Hi @rejivipin In my case, the whole point cloud is split into 7 major parts as building 1, 2,3.. and each building is split into almost 20 parts roughly 3mX4m in surface area (I studied on the facade of buildings and bridges). I annotated each part, like the method of S3DIS dataset annotation. The number/size of annotated classes in each part does not effect on the process. While preparing h5 files using gen_indoor3d_h5.py code (in sem_seg folder of the repository) the point cloud wraps into 1mX1m blocks on XY surface of the point cloud(line 76 of gen_indoor3d_h5.py). So, in your case, if you select all the soil points as one segment or several segments (in each part) the code would do its own job in wrapping into defined blocks and attach all the soil/building/vegetation points together in each block. the overfitting/underfitting issue is another story (and is about the number of points of each class), but the number of annotated segments in each part is not important for pointnet. I wish this would help you.

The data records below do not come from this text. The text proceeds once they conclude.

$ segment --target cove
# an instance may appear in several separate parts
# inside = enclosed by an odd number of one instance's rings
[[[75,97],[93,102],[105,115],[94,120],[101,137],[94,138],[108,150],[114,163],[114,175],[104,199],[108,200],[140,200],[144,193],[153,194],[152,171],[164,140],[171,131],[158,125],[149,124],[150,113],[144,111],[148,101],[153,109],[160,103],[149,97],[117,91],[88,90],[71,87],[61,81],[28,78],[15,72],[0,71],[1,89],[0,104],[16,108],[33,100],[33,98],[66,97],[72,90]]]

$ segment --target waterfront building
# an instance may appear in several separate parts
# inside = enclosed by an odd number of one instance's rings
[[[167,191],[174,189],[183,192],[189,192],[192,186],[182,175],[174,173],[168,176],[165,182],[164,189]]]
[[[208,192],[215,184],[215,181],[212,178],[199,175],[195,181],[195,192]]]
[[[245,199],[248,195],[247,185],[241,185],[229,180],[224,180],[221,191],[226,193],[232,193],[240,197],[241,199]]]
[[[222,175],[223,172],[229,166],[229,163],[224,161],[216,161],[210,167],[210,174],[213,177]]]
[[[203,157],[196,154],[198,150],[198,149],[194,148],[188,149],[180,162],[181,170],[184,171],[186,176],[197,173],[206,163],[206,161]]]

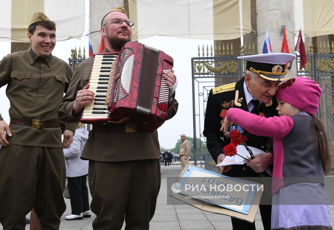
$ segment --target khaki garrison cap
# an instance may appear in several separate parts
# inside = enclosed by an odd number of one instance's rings
[[[107,13],[107,14],[106,14],[106,15],[105,15],[102,18],[102,20],[101,21],[101,26],[103,26],[102,22],[103,21],[103,19],[104,19],[104,18],[106,17],[106,16],[107,16],[107,15],[108,15],[108,14],[109,14],[110,13],[111,13],[112,12],[113,12],[114,11],[118,11],[119,12],[122,12],[122,13],[123,13],[125,14],[127,16],[128,16],[128,14],[127,13],[126,11],[125,11],[125,8],[124,8],[124,7],[123,6],[118,6],[117,7],[115,7],[112,10],[110,11],[109,12],[108,12],[108,13]]]
[[[30,27],[30,26],[31,25],[34,23],[36,23],[36,22],[40,22],[41,21],[51,21],[49,18],[47,17],[47,16],[45,15],[43,12],[37,12],[37,13],[35,13],[34,14],[34,15],[32,15],[32,17],[31,18],[31,20],[30,21],[30,23],[29,24],[29,26],[28,27],[28,28]]]

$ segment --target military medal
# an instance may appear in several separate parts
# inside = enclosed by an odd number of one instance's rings
[[[224,123],[224,119],[225,119],[225,117],[226,117],[226,113],[227,112],[227,109],[223,109],[221,110],[221,111],[220,112],[220,114],[219,114],[223,119],[220,121],[220,124],[222,125],[223,123]]]
[[[269,107],[270,106],[271,106],[272,104],[273,104],[273,100],[271,100],[270,102],[268,103],[268,104],[266,104],[266,107]]]

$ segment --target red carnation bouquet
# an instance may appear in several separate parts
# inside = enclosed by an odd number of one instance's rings
[[[226,146],[225,146],[223,149],[223,152],[227,156],[232,157],[234,155],[237,155],[243,158],[245,160],[250,162],[247,158],[245,158],[241,156],[236,153],[236,147],[238,145],[241,145],[246,148],[251,155],[251,159],[254,159],[254,155],[252,150],[249,149],[245,141],[247,140],[247,138],[244,135],[241,135],[240,132],[237,131],[236,130],[233,130],[229,133],[229,137],[231,139],[231,142]],[[268,176],[267,173],[265,172],[260,173],[260,175],[263,177],[266,177]]]
[[[247,140],[247,138],[244,135],[241,135],[239,131],[236,130],[233,130],[229,133],[229,137],[231,139],[231,142],[226,146],[225,146],[223,149],[223,152],[227,156],[232,157],[234,155],[237,155],[243,158],[248,161],[251,161],[247,158],[245,158],[241,156],[236,153],[236,147],[238,145],[242,145],[246,148],[248,152],[251,155],[251,158],[253,159],[254,158],[254,155],[252,150],[249,149],[246,144],[245,142]]]

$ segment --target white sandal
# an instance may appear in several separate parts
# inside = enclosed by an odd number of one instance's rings
[[[91,217],[91,210],[89,210],[88,211],[84,212],[82,213],[84,218],[89,218]]]
[[[71,214],[68,216],[66,216],[65,219],[67,220],[82,220],[84,219],[84,216],[81,212],[79,215],[75,215]]]

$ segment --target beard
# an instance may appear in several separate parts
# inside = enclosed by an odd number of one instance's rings
[[[111,48],[116,50],[120,50],[124,44],[127,42],[131,41],[131,38],[128,37],[127,38],[119,37],[117,36],[109,37],[108,32],[107,37]]]

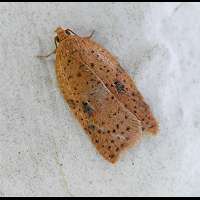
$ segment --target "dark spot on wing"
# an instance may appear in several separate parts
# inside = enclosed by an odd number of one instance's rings
[[[114,84],[118,93],[124,91],[124,85],[120,81],[115,81]]]
[[[83,106],[83,112],[87,113],[88,116],[91,117],[92,114],[94,113],[94,109],[87,102],[82,102],[82,106]]]

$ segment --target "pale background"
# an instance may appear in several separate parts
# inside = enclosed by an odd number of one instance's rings
[[[160,122],[112,166],[56,84],[57,26],[112,51]],[[0,3],[0,196],[200,195],[200,4]]]

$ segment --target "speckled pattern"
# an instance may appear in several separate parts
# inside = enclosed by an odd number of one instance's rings
[[[199,196],[200,5],[0,3],[0,196]],[[118,57],[160,122],[114,166],[57,87],[54,30]]]

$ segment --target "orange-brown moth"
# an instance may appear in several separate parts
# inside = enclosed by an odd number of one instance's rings
[[[56,74],[70,109],[97,151],[115,163],[142,132],[156,134],[149,106],[116,58],[89,37],[57,28]],[[57,46],[58,45],[58,46]]]

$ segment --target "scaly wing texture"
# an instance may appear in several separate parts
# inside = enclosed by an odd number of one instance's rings
[[[56,52],[60,89],[98,152],[114,163],[141,138],[141,123],[83,59],[82,39],[69,36]],[[94,60],[95,62],[95,60]]]
[[[98,74],[106,87],[141,121],[143,131],[156,134],[158,124],[150,107],[117,59],[89,38],[82,38],[81,45],[84,49],[82,52],[84,63],[90,63],[90,67]]]

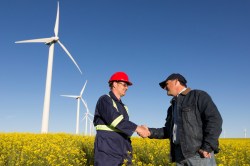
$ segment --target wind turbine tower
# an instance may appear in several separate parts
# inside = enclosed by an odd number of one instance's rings
[[[31,40],[23,40],[17,41],[15,43],[45,43],[49,46],[49,57],[48,57],[48,67],[47,67],[47,78],[46,78],[46,87],[45,87],[45,96],[44,96],[44,105],[43,105],[43,118],[42,118],[42,128],[41,133],[48,133],[48,125],[49,125],[49,111],[50,111],[50,94],[51,94],[51,81],[52,81],[52,66],[53,66],[53,56],[54,56],[54,44],[59,43],[62,49],[67,53],[69,58],[73,61],[75,66],[78,68],[80,73],[82,73],[81,69],[75,62],[74,58],[71,56],[66,47],[59,41],[58,37],[59,31],[59,2],[57,5],[57,15],[56,22],[54,27],[55,36],[50,38],[40,38],[40,39],[31,39]]]
[[[76,110],[76,134],[79,134],[79,116],[80,116],[80,100],[82,100],[82,94],[83,91],[86,87],[87,81],[85,82],[85,84],[82,87],[82,90],[80,92],[79,95],[61,95],[64,97],[70,97],[70,98],[75,98],[77,100],[77,110]]]

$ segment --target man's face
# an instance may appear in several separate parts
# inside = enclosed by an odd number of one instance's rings
[[[167,91],[168,96],[177,96],[178,94],[177,89],[176,89],[177,83],[178,83],[177,79],[168,80],[166,82],[166,86],[164,89]]]
[[[122,97],[125,96],[126,91],[128,90],[128,84],[125,82],[115,82],[116,91]]]

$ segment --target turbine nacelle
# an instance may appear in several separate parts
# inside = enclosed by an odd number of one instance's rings
[[[52,43],[57,43],[59,40],[59,37],[53,36],[50,38],[50,41],[45,42],[46,45],[51,45]]]

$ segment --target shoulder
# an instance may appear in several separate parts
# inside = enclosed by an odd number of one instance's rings
[[[111,101],[111,98],[107,94],[102,95],[98,99],[98,103],[104,103],[104,102],[109,102],[109,101]]]
[[[196,96],[209,96],[209,94],[206,91],[200,90],[200,89],[193,89],[190,91],[190,94],[193,94]]]

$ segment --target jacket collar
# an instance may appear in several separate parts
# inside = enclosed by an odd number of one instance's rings
[[[190,91],[191,91],[191,88],[187,88],[186,90],[184,90],[183,92],[181,92],[179,95],[186,96]],[[172,100],[170,101],[170,103],[172,104],[174,101],[177,101],[177,97],[176,96],[172,98]]]

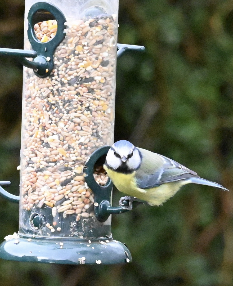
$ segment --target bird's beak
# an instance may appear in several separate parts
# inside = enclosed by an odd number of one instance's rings
[[[122,162],[125,162],[126,160],[127,160],[127,158],[125,156],[123,156],[121,158],[121,160]]]

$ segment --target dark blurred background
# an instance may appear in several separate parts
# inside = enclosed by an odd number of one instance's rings
[[[1,1],[0,47],[23,48],[24,5]],[[230,191],[189,185],[162,206],[114,216],[113,238],[126,243],[131,263],[1,260],[0,286],[233,285],[233,2],[120,0],[119,24],[119,43],[146,50],[118,61],[115,140],[172,158]],[[0,180],[18,194],[22,66],[1,57],[0,78]],[[1,241],[17,231],[18,207],[0,198]]]

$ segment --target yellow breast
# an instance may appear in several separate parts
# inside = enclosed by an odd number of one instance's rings
[[[152,205],[161,205],[173,196],[182,186],[187,183],[180,180],[162,184],[151,189],[141,189],[136,184],[134,178],[135,171],[131,174],[124,174],[109,169],[106,165],[103,166],[118,190],[148,202]]]

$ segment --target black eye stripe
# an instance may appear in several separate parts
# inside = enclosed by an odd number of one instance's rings
[[[120,158],[121,156],[118,153],[117,153],[115,151],[114,151],[114,155],[116,156],[116,157],[117,157],[118,158]]]
[[[131,158],[131,157],[133,155],[134,155],[134,152],[132,152],[132,153],[131,153],[130,154],[129,154],[128,155],[128,157],[127,158],[128,158],[128,159],[129,159],[130,158]]]

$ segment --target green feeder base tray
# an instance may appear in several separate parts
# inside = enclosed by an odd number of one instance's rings
[[[19,235],[19,238],[4,241],[0,245],[0,258],[67,264],[116,264],[127,263],[132,260],[127,247],[111,238],[91,241]]]

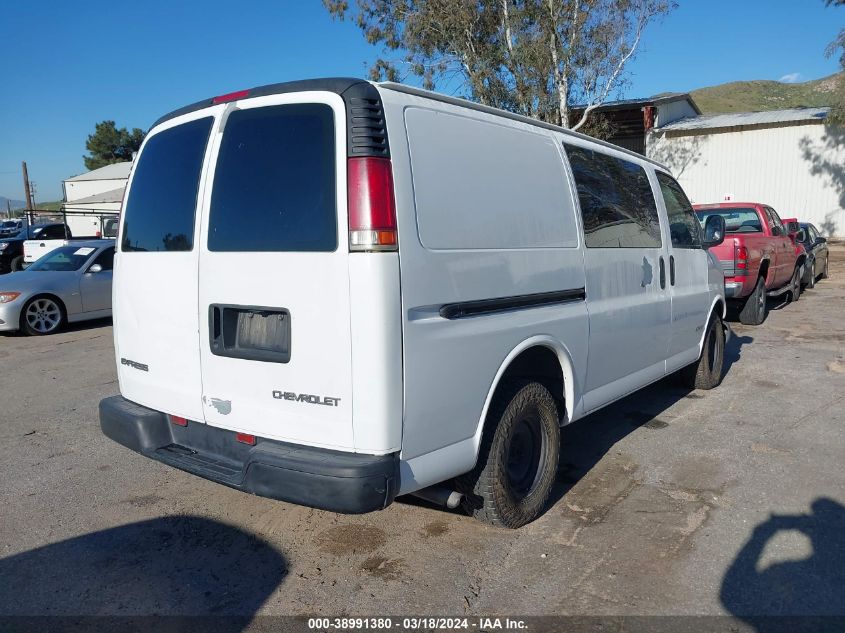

pournami123 commented 5 years ago

@majidnasr , Thank you.. I will try that way.

Anubhople commented 5 years ago

I have used this code (https://github.com/IsaacGuan/PointNet-Plane-Detection/blob/master/data/write_hdf5.py) for converting my .ply files to .h5 code runs successfully but I want my .h5 files should contain both data and labels (labels for each shape) how to solve this problem? ?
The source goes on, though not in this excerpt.